Let $X=\bigcup_{i=1}^{\infty}X_{i}$ be a union of mutually independent Poisson point processes on $S\subseteq\mathbb{R}$, and let $B\in\mathscr{B}(S)$ be bounded. Then: $$\tag{1} \mathbb{P}(X\cap B=\emptyset)=\prod_{i=1}^{\infty}\mathbb{P}(X_{i}\cap B=\emptyset). $$
My question: Why does (1) above hold true?
My thoughts: A sequence of random variables $X_{1},\dots,X_{n}$ are said to be independent if their induced sigma algebras $\sigma(X_{1}),\dots,\sigma(X_{n})$ are independent. That is: $$\tag{2} \mathbb{P}\left(\bigcap_{i=1}^{n}A_{i}\right)=\prod_{i=1}^{n}\mathbb{P}(A_{i}),\quad \forall A_{i}\in\sigma(A_{i}). $$ I've been trying to relate (2) to (1), but I can't seem to make the connection. What am I missing??
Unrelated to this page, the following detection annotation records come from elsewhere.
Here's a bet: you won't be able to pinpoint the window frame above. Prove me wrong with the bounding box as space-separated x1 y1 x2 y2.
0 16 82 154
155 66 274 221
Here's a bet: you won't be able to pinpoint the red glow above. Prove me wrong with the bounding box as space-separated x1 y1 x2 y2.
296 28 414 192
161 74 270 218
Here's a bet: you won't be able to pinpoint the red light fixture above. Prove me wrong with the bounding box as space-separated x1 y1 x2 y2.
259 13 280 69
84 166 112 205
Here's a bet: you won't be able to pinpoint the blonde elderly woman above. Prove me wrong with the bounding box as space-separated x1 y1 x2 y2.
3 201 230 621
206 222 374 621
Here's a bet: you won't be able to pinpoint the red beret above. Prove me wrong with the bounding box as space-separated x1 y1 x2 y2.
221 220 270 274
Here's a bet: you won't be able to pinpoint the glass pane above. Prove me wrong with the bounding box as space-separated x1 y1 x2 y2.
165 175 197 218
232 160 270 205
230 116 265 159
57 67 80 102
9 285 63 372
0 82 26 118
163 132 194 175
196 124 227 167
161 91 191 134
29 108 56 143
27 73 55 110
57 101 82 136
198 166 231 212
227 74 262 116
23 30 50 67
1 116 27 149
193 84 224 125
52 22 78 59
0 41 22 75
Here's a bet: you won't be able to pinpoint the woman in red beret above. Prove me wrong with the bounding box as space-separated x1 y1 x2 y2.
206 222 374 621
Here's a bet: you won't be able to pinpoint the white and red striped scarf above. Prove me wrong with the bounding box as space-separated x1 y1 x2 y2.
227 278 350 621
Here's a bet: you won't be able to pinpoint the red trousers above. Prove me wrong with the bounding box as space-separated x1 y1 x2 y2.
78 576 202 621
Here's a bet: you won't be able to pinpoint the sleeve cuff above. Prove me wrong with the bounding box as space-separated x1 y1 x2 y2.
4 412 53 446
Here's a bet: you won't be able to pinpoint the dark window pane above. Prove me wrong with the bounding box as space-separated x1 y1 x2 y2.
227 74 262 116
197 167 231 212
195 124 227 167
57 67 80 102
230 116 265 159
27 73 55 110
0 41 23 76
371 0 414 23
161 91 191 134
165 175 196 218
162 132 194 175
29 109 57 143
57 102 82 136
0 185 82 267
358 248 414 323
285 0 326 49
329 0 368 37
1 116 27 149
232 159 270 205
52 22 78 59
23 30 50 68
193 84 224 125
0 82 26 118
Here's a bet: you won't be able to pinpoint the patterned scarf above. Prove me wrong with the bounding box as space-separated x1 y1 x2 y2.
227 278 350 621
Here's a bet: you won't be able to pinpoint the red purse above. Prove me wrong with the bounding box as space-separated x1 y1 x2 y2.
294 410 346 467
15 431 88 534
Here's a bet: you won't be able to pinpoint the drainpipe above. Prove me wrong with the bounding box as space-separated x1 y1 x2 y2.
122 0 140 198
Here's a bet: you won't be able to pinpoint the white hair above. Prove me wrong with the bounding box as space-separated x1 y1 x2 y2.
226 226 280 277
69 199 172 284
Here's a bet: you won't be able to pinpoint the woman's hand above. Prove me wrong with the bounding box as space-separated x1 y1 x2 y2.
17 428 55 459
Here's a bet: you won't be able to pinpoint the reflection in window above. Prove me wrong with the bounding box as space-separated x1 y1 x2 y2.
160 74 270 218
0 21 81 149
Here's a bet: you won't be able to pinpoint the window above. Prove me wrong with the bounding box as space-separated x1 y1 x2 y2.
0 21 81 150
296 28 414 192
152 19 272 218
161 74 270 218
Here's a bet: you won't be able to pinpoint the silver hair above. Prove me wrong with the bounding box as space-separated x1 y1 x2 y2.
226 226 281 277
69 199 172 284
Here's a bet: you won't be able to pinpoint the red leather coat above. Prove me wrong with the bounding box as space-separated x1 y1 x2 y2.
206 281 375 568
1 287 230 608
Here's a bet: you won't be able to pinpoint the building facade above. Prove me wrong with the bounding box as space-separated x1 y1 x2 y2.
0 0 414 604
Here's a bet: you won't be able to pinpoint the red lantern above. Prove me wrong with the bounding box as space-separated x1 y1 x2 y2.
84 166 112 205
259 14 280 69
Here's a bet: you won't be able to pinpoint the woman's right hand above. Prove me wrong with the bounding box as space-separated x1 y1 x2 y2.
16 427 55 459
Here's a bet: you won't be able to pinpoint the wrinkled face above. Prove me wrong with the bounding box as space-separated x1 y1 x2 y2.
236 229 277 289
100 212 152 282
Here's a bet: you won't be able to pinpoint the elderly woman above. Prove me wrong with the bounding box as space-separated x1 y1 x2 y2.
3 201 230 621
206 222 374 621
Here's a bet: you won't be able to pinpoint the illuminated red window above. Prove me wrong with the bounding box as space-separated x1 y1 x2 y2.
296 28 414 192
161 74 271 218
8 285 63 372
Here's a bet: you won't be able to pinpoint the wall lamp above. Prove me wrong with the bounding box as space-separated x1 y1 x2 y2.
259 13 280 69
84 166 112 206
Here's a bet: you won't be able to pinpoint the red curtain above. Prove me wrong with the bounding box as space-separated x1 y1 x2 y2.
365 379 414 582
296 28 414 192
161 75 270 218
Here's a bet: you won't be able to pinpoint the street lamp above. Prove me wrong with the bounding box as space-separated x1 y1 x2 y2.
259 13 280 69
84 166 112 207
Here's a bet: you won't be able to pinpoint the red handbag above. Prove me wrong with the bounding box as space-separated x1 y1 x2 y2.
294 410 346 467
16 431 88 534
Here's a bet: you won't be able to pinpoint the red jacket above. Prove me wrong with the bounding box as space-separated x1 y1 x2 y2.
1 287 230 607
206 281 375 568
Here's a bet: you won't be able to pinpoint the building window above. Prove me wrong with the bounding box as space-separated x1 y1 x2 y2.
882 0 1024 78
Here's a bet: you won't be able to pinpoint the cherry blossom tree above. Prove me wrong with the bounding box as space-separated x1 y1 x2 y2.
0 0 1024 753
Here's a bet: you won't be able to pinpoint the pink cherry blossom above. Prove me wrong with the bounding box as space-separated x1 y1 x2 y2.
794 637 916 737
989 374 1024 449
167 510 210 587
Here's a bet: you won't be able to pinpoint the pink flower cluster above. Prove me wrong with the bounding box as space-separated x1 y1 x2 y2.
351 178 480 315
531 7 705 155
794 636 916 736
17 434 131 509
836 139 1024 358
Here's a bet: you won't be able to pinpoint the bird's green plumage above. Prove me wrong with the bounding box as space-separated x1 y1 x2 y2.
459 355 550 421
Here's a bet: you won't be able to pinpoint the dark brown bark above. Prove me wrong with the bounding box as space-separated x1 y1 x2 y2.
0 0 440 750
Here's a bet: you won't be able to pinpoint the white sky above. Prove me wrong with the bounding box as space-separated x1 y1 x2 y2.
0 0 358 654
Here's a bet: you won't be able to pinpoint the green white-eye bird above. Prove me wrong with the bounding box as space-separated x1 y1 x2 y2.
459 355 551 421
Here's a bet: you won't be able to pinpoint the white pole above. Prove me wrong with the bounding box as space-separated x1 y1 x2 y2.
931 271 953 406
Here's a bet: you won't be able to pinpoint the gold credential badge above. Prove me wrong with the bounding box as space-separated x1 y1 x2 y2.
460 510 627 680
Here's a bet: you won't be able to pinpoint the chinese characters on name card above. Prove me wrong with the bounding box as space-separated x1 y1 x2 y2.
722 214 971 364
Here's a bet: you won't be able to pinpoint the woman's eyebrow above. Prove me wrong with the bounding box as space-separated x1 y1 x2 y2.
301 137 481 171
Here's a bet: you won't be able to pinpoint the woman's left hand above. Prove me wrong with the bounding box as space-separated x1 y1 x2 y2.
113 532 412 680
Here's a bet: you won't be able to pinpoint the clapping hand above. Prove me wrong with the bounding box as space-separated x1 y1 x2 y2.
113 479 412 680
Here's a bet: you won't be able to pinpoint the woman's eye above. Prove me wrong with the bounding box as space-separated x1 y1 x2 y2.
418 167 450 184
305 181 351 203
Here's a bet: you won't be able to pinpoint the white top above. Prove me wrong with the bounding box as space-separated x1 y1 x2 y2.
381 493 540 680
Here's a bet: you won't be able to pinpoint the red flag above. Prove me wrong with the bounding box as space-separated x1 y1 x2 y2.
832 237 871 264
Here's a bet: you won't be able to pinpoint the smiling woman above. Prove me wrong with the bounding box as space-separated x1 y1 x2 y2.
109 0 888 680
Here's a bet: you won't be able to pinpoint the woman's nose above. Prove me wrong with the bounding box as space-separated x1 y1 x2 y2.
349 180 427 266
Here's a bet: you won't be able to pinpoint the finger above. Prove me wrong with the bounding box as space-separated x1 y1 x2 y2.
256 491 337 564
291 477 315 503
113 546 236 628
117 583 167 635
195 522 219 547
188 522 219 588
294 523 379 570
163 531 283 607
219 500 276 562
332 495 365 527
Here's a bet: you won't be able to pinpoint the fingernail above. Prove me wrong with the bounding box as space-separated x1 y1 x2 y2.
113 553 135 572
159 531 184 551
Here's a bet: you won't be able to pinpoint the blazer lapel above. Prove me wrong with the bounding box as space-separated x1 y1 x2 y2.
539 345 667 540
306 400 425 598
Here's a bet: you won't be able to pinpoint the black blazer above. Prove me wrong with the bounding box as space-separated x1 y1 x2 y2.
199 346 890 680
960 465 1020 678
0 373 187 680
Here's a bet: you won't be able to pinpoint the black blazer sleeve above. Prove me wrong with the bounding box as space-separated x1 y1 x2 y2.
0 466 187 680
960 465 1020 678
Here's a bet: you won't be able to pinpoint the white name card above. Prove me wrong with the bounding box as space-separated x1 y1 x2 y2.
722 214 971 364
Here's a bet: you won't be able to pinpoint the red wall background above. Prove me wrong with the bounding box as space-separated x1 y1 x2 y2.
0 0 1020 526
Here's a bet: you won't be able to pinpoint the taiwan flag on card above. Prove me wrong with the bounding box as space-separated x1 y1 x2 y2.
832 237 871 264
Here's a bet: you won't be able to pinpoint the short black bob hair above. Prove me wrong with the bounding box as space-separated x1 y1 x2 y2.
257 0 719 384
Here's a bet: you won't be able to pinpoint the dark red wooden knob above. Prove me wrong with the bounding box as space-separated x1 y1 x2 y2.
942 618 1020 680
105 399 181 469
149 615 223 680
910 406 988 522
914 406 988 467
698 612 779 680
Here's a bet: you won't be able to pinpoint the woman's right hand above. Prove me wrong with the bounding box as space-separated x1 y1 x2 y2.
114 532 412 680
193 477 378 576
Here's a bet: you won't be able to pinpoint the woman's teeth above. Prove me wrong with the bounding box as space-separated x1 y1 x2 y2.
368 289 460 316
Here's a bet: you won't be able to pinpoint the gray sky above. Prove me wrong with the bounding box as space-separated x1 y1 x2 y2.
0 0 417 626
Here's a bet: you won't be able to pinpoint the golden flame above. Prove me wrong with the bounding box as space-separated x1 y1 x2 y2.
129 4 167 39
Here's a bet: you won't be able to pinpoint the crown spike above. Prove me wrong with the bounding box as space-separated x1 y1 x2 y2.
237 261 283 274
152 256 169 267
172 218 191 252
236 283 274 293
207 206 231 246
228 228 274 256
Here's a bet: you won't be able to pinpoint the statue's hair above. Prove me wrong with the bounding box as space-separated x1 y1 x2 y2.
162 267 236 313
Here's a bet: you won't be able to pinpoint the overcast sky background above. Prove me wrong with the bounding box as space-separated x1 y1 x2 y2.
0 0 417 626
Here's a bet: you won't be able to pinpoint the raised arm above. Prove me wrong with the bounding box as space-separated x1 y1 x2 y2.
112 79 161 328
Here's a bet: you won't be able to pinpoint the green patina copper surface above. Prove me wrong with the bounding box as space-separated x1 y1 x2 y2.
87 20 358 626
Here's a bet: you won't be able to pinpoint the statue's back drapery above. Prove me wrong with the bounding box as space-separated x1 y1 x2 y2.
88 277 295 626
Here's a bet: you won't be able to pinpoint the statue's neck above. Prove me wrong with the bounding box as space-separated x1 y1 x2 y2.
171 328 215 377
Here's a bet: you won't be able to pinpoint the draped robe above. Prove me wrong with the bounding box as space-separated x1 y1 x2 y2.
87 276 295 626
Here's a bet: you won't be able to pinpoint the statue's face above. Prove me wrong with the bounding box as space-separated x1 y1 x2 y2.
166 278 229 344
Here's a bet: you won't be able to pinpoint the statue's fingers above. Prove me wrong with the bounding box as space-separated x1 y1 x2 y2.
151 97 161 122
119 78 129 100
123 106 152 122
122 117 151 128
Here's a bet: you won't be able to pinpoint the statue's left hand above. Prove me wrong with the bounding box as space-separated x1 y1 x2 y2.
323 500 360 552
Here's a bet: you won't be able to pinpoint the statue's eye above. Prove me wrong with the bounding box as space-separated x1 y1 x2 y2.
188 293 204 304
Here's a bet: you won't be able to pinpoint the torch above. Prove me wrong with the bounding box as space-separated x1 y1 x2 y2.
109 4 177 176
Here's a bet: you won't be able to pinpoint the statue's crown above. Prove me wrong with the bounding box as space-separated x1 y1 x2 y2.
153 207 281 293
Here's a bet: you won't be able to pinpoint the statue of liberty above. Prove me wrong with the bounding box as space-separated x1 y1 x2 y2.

Suppose $\{X_i\}_{i=1}^{\infty}$ are mutually independent Poisson Point Processes (PPPs) on the real number line with intensities $\{\lambda_i\}_{i=1}^{\infty}$. For any region $B \in \mathcal{B}(\mathbb{R})$ with finite length $|B|$ you can define $N_i(B)$ as the number of points from process $i$ in the region $B$. Then $\{N_i(B)\}_{i=1}^{\infty}$ are mutually independent random variables and $$N_i(B) \sim Poisson(\lambda_i \cdot |B|) \quad \forall i \in \{1, 2, 3, ...\}$$ and the probability that no points from any of the PPPs fall in the region $B$ is: \begin{align} P\left[\cap_{i=1}^{\infty}\{N_i(B)=0\}\right] &= \prod_{i=1}^{\infty}P[N_i(B)=0]\\ &=\prod_{i=1}^{\infty} e^{-\lambda_i \cdot Length(B)}\\ &=e^{-(\sum_{i=1}^{\infty}\lambda_i)\cdot |B|} \end{align}
Here we are using the fact that if $\{X_i\}_{i=1}^{\infty}$ are mutually independent random variables then for any Borel sets $\{C_i\}_{i=1}^{\infty}$ of the real number line and for any positive integer $n$ we have $$ P[\cap_{i=1}^n \{X_i \in C_i\}] = \prod_{i=1}^n P[X_i \in C_i] $$ You can take $n\rightarrow \infty$ (and formally use continuity of probability) to conclude $$ P[\cap_{i=1}^{\infty} \{X_i \in C_i\}] = \prod_{i=1}^{\infty} P[X_i \in C_i] $$ Defining $C_i=\{0\}$ for all $i$ and observing that the event $\{X_i \in \{0\}\}$ is equivalent to the event $\{X_i=0\}$, we get $$ P[\cap_{i=1}^{\infty} \{X_i=0\}] = \prod_{i=1}^{\infty} P[X_i=0]$$
It can be shown that if we define $\lambda = \sum_{i=1}^{\infty} \lambda_i$ and we assume $\lambda<\infty$, and if we define $$ N(B) = \sum_{i=1}^{\infty} N_i(B)$$ then $N(B) \sim Poisson(\lambda)$. In general, the superposition of mutually independent PPPs is again a PPP with the sum rate.